Friday 22 May 2020

Special Guest Blogger: Amy Winehouse

In the music industry, there's no such thing as a drug scandal because everyone expects us musicians to be on drugs anyway and they would be a little disappointed if they found out we weren't, so no disappointment from me then because i was on drugs big time.
The drugs and drink never really affected my performances that much, i sometimes forgot what city i was in, the lyrics of my songs or when trying to introduce them, the names of the members of my band but otherwise, no real effect.
I had such a determination that even with a body full of heroin i would just carry on knowing that it was a constant game of Russian Roulette which i would lose in the end but nobody could have been surprised when it ended like it did.
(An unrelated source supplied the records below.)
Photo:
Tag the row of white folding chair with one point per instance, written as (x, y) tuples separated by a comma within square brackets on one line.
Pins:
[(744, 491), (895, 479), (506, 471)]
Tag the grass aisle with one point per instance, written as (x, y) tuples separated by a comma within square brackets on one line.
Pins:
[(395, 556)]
It takes some cojones for an alcoholic junkie to write a hit song about refusing to go to rehab but i was no tragic figure, i refused to exorcise my booze and drug demons, and my death made sense that was always destined to happen, eventually succumbing and became a member of the afterlife's rowdiest super band, the 27 Club.
When i died my blood alcohol level was five times the legal driving limit as befits a wild party monster and the last thing i remember was being watched over by my imaginary friend. I didn't really, im joking. We fell out after he stole my imaginary handbag.
I was so full of chemicals that the coroners needed a periodic table to perform the autopsy and i did hear a joke that after i was cremated the ashes had a street value of £500,000 but that's fair, i dropped dead at age 27 which was about three years after my dignity did.
With hindsight, i probably really should have gone to rehab.